For my entire academic life, I have been interested in history. More than any other subject in middle school, high school, or as an undergraduate, history has been the one subject that I have delighted in and excelled at. However, almost as every seemingly-devout Christian will question his or her faith, I wondered what I hoped to gain as a student of history. For this reason, I took the LSAT, minored in environmental studies, and seriously considered attending law school, at least as a student of law there was a relevance and a goal to accomplish, I thought. Even after I decided to seek graduate study in history, my doubt on the importance of studying history nagged at me. Thus, the chapter entitled “The Uses of History” in Tosh’s The Pursuit of History finally showed me the point of studying history and may possibly be the most important and reasurring works I have ever read in the study of history.

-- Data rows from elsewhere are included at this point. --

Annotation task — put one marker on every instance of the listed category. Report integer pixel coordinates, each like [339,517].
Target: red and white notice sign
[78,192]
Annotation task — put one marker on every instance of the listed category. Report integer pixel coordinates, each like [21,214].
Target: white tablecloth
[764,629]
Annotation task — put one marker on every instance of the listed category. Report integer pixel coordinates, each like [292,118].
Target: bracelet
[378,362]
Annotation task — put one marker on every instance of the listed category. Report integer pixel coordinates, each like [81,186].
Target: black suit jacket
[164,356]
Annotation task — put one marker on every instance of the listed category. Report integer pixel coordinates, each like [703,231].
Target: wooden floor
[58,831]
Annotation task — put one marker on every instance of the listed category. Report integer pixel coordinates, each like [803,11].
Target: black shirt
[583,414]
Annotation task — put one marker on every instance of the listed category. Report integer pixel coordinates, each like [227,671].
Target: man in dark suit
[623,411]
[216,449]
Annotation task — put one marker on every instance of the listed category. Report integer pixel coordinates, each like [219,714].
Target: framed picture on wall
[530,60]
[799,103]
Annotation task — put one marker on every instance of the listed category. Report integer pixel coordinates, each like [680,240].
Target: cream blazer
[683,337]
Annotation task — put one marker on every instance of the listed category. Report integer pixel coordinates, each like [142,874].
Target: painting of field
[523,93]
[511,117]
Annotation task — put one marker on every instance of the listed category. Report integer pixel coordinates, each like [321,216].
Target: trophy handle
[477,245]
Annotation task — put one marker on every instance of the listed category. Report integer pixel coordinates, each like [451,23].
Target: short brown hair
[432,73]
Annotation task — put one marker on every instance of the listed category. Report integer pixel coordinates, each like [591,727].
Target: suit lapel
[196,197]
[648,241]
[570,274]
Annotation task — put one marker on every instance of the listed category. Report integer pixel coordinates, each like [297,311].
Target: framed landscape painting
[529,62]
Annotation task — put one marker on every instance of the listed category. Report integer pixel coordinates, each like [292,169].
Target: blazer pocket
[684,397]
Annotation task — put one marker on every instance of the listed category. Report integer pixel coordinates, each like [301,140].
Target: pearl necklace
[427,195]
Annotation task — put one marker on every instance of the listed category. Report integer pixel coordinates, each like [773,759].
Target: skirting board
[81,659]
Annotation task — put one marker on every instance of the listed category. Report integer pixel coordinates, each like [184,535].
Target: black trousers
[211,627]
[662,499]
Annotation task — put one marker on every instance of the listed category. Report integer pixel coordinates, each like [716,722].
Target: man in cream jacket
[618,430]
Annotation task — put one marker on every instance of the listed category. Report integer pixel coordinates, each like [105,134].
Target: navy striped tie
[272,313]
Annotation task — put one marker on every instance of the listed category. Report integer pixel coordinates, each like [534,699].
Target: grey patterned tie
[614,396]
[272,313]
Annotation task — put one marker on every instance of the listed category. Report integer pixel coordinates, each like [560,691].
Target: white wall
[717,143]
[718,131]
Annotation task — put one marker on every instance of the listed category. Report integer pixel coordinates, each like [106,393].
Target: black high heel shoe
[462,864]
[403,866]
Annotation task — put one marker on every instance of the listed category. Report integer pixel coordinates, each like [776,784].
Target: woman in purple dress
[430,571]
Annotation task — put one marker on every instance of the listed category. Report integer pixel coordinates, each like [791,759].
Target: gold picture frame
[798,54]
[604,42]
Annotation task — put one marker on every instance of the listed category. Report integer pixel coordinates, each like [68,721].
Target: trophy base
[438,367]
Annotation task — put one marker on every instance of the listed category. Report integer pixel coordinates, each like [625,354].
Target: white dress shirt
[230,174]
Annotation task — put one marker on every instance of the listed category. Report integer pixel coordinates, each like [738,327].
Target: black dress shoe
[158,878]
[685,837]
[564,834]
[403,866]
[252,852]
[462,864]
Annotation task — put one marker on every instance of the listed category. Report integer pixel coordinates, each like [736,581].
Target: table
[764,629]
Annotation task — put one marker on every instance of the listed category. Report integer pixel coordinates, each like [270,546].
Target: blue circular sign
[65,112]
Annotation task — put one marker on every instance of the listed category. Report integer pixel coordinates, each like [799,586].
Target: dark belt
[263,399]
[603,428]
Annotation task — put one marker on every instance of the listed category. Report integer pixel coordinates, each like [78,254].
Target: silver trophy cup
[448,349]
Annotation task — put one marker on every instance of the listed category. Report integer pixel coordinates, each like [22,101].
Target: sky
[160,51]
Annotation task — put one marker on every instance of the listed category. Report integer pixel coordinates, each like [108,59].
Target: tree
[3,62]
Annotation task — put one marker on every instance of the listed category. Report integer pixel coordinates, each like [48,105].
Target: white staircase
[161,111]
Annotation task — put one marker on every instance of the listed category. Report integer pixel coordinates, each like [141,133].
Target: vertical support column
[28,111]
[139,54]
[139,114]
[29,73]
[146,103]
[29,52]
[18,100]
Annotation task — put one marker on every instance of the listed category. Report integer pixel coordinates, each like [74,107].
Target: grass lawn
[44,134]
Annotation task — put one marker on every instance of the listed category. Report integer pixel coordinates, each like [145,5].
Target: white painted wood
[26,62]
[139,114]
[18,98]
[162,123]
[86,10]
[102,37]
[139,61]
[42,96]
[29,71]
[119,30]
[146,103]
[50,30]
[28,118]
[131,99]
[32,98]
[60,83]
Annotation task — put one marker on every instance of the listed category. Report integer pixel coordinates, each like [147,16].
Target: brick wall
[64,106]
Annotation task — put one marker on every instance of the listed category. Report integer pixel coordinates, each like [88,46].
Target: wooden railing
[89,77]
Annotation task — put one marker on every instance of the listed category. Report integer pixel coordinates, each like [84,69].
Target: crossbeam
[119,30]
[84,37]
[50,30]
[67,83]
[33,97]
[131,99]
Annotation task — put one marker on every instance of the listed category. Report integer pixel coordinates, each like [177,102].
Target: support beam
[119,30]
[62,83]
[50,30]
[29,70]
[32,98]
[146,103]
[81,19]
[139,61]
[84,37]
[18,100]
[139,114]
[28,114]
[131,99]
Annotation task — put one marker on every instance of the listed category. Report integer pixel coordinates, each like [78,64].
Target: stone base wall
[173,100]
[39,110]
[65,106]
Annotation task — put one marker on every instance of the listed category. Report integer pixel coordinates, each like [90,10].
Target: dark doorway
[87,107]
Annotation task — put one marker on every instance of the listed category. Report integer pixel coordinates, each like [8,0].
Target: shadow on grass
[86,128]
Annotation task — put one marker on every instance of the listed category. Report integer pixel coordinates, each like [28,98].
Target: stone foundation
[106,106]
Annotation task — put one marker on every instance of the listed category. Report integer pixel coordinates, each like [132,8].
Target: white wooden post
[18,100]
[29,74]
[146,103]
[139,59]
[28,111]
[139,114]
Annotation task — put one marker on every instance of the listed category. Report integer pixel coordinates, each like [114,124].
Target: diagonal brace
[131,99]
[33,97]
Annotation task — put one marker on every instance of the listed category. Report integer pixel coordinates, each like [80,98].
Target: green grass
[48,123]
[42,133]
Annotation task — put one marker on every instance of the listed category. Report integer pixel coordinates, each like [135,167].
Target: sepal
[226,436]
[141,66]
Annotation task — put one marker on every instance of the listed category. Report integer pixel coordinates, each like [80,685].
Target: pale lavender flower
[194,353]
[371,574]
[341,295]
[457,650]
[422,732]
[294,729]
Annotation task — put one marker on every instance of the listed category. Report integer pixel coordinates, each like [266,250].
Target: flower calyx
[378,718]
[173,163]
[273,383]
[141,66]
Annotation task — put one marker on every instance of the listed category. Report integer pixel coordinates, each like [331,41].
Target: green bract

Throughout the chapter, I thought Tosh did a remarkable job of analyzing all of the possible routes for a scholar of history to take. Not speaking to particular subject matter, like East Asian history or study of the causes and consequences of the American Revolution, Tosh confronts how historians see themselves in the academy and view the purpose of thier scholarship.
As a graduate student just embarking on a career in history, this is so relevant. We must understand why we are doing what we are doing and what we hope to accomplish. We may write some of the best papers, make some of the best arguments, and forever leave our mark on Virginia Tech’s history department (for better or for worse!), but if we do not understand the reasons for our actions, how can we ever feel confident that our choice to pursue historical scholarship matters?
More specifically, I thought Tosh did a wonderful job of exposing some of the myths of historical scholarship, such as the idea that history repeats itself, that history tells us what we need to know about the future. I think understanding such myths separate the amateur historian from what we hope to become as professionals. For it is much too easy to use history as incontrovertible evidence to explain present phenomena.